Einsturzgefahr | 27 Wohnungen nach Brand im Landkreis Landsberg nicht bewohnbar

In der Nacht auf Samstag brannt in Greifenberg (Lkr. Landsberg am Lech) ein Mehrfamilienhaus. Heute Nacht keimte das Feuer wieder auf, das Gebäude wurde schwer beschädigt. Es besteht Einsturzgefahr. 27 Wohnungen sind aktuell nicht bewohnbar.

fire-831213_1280 Einsturzgefahr | 27 Wohnungen nach Brand im Landkreis Landsberg nicht bewohnbar Landsberg am Lech Vermischtes | Presse Augsburg
Symbolbild

In der Nacht vom 07.08.2020 auf den 08.08.2020 kam es in der Wankstraße zu einem Brand in einem größeren Wohnkomplex, mit mehreren angegliederten Mehrfamilienhäusern und Geschäften und einer Arztpraxis. Die Feuerwehr evakuierte rund 45 Anwohner, die im Anschluss durch das THW Landsberg vor Ort betreut wurden. Zwei Personen erlitten eine leichte Rauchgasvergiftung, von denen eine Person zur medizinischen Weiterbehandlung ins Krankenhaus verbracht wurde.

Bei den Löscharbeiten wurden im Kellergeschoss zunächst zwei Brandherde festgestellt. Hierbei handelte es sich um zwei im Kellergang gelagerte Kartonagenstapel, die Feuer gefangen hatten.
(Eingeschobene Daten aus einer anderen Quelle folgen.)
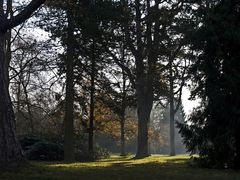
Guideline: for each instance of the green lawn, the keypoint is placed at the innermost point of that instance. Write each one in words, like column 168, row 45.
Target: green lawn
column 119, row 168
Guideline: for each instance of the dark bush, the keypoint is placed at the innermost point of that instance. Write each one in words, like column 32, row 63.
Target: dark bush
column 99, row 153
column 45, row 151
column 27, row 141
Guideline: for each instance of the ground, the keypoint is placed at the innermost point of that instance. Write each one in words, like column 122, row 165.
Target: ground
column 120, row 168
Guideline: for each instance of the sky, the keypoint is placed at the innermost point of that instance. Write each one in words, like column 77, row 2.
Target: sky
column 188, row 105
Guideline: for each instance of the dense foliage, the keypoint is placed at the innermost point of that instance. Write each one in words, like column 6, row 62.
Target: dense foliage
column 213, row 129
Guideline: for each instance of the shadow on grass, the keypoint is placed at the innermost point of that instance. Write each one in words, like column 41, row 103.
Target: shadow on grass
column 119, row 168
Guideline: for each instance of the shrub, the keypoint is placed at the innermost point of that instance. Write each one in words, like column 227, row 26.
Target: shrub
column 98, row 153
column 45, row 151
Die Frage nach dem warum, konnte noch nicht abschließend beantwortet werden. Zum derzeitigen Zeitpunkt wird als Ursache von einem technischen Defekt der Kabelleitung  ausgegangen.
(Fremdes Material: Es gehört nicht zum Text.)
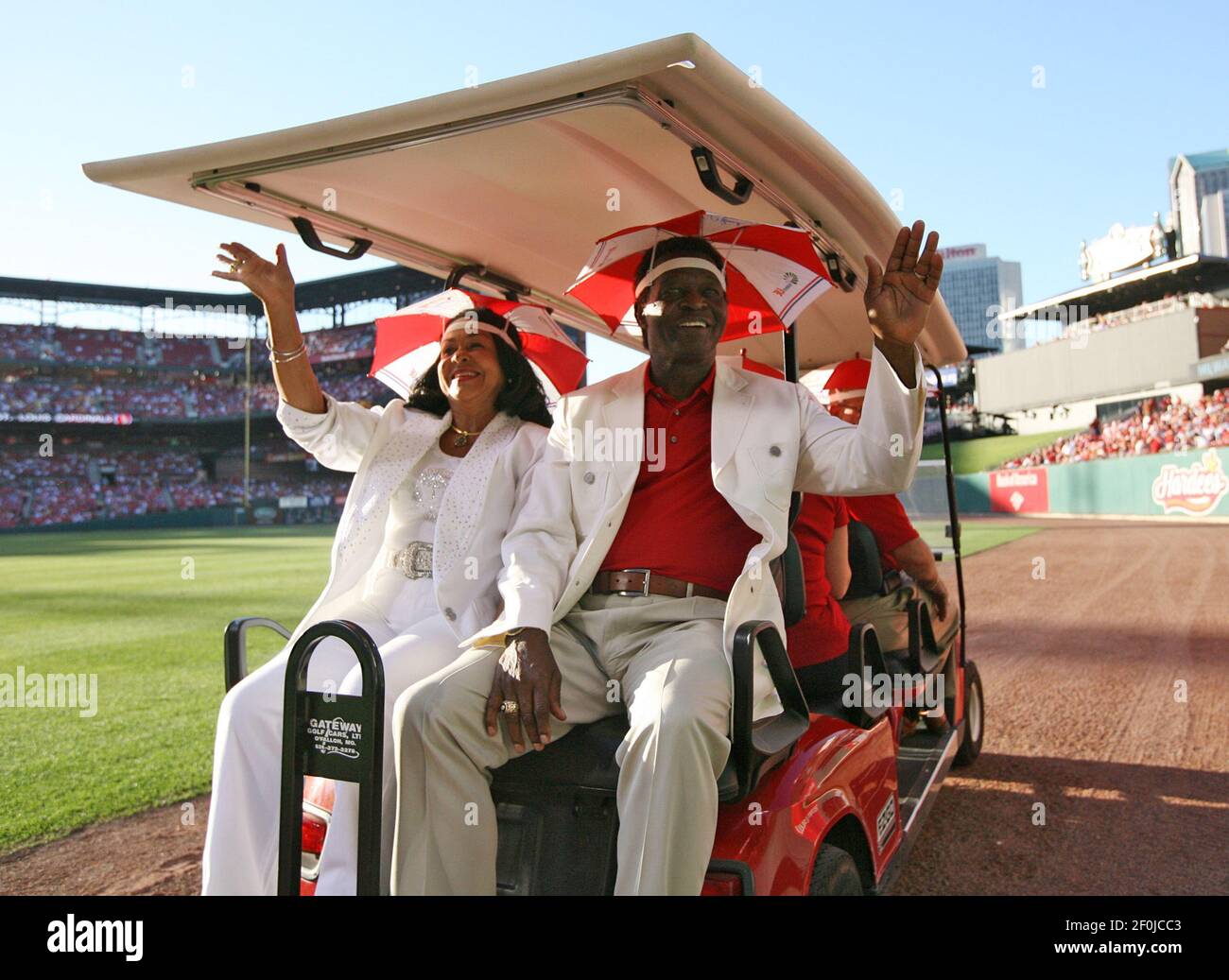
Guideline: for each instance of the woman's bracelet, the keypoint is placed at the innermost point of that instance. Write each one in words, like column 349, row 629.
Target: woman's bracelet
column 284, row 356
Durch den Brand und die Löscharbeiten entstand ein Sachschaden in sechsstelliger Höhe. Die Anwohner, sowie die betroffenen Ladengeschäfte, sind derzeit von der Stromversorgung abgeschnitten. Zudem wurde den Anwohnern angeraten, die Wohnungen vorerst nicht aufzusuchen. Für diejenigen die keine Möglichkeit fanden auswärts zu schlafen, stellte das Rote Kreuz Feldbetten zur Verfügung.

In der Nacht zum heutigen Sonntag keimte das Feuer in dem Gebäude wieder auf, so dass erneut umfangreiche Löscharbeiten erforderlich waren. Diese dauerten bis in die Morgenstunden an.

Insgesamt sind derzeit 27 Wohneinheiten unbewohnbar. Die im Gebäude untergebrachten Geschäfte können derzeit ebenfalls nicht betreten werden. Es besteht Einsturzgefahr. Erste Sicherungsmaßnahmen wurden durch das Technische Hilfswerk und die Feuerwehr getroffen.

Nach ersten Einschätzungen entstand ein Sachschaden in Höhe von über einer Million Euro.

Die Ermittlungen zur Brandursache werden durch die Kriminalpolizeiinspektion Fürstenfeldbruck geführt. Derzeit liegen keine Hinweise auf eine vorsätzliche Brandlegung vor.